Last month I kicked off a survey asking you to run some code to send me data on the size, number of files, and number of filegroups in your databases. I got back more than 17000 results, and I’m presenting a couple of ways of interpreting the data here. Interestingly, I only had a handful of results for databases above 100GB and for databases with more than 100 files, so to keep the graphs readable, I’ve chosen to exclude those.
First off, for databases with only a primary filegroup, how many files were there in that filegroup?
- 24 files: 3 databases
- 20 files: 1 database
- 16 files: 3 databases
- 15 files: 1 database
- 12 files: 1 database
- 10 files: 1 database
- 8 files: 10 databases
- 7 files: 1 database
- 6 files: 50 databases
- 5 files: 6 databases
- 4 files: 56 databases
- 3 files: 27 databases
- 2 files: 67 databases
- 1 file: 16121 databases
Unsurprisingly, single file plus single filegroup is the most common physical layout. We see this over and over, regardless of the size of the database.
As your databases start to increase in size, you need to consider splitting them up (note I’m not using the overloaded term ‘partitioning’) to allow you to do:
- Targeted restores in the event of wholesale data loss, helping to reduce downtime. If you have multiple filegroups, you can potentially do a partial restore of only the data required to get the OLTP portion of your workload up and running, restoring the rest of the filegroups later.
- Targeted maintenance to reduce the time and resources necessary to manage fragmentation. If your indexes are split of multiple filegroups (using partitioning) you can rebuild or reorganize just the index portion that has fragmentation.
- Targeted performance management. If your workload uses/affects multiple portions of your database, it may be beneficial to place those different portions of the database on different sections of your I/O subsystem.

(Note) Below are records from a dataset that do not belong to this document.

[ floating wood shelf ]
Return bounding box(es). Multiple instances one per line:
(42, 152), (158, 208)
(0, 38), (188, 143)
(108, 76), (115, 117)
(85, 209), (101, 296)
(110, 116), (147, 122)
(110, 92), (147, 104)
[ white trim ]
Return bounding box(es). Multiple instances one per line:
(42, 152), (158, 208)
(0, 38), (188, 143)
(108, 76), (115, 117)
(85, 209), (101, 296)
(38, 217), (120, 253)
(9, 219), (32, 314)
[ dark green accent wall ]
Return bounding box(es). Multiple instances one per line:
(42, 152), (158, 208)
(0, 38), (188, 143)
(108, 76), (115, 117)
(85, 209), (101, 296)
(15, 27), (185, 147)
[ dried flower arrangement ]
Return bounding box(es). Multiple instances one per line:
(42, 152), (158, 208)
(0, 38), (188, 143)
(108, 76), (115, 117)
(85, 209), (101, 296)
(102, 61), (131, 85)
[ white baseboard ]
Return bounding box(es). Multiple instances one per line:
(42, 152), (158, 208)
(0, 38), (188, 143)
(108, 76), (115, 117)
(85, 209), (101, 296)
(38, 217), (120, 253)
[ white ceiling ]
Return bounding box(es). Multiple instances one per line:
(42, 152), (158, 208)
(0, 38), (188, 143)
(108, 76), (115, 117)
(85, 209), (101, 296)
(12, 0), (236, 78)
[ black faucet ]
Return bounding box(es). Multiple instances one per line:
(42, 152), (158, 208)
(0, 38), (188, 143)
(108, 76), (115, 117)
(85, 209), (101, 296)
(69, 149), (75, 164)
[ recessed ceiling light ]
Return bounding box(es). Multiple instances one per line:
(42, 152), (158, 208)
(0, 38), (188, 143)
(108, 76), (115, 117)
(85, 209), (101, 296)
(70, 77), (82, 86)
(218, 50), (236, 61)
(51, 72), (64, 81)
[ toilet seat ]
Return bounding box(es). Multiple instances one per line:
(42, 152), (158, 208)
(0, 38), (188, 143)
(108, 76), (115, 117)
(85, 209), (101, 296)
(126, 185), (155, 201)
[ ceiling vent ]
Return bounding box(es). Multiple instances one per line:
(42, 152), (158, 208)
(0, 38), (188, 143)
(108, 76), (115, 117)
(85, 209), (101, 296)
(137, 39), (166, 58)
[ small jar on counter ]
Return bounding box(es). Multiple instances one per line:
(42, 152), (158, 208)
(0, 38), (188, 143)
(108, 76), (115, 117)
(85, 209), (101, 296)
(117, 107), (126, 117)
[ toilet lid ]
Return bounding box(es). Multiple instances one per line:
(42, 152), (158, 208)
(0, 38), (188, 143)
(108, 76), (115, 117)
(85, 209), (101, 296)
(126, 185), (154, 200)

None of these things can be done with a single file plus single filegroup database.
Data Files vs. Filegroups
This is really interesting. The majority of databases that had more than one filegroup had the number of data files equal to the number of filegroups. I was prepared for this, with quite a few respondents pointing this out in their data and explaining that the database is from a third-party vendor application.
As a general rule of thumb, I recommend each filegroup having 2-4 data files, as this will give overall better I/O performance than a single data file. I’ve seen this over and over on client systems and you can see quite a few data points on the graph above reflecting that too. I also have some empirical evidence from various performance tests I’ve done (narrow scenarios, but definite proof-points):
Note that I didn’t include tempdb in this survey. Tempdb is a whole different kettle of fish (excellent British phrase!), where multiple data files can be required to alleviate in-memory contention for allocation bitmaps (classic PAGELATCH_UP/EX contention). For tempdb guidelines see: Tempdb configuration survey results and advice.
Data Files vs. Database Size
This is also really interesting. Without knowing what these databases are being used for, it seems that many of these databases have too many files for the size of the database (my gut feel, based on experience). My guess is that the file/filegroup layout was chosen based on rules that don’t equate to the normal reasons for having multiple file/filegroups, as I described above. What’s particularly surprising is the number of database less than 1-GB in size that have many, many data files.
So how many data files and filegroups should you have? There’s no right answer, and the sweet spot is going to vary for all of you.
Some general rules of thumb:
- As your databases get larger, it becomes more likely that you’re going to need multiple files and filegroups
- Multiple filegroups give you enhanced possibilities for targeted disaster recovery, easier manageability, and I/O subsystem placement
- Each filegroup should have 2-4 files at least, with tempdb being a special case
Whatever you do, don’t forget to test to figure out the optimal configuration for your workload.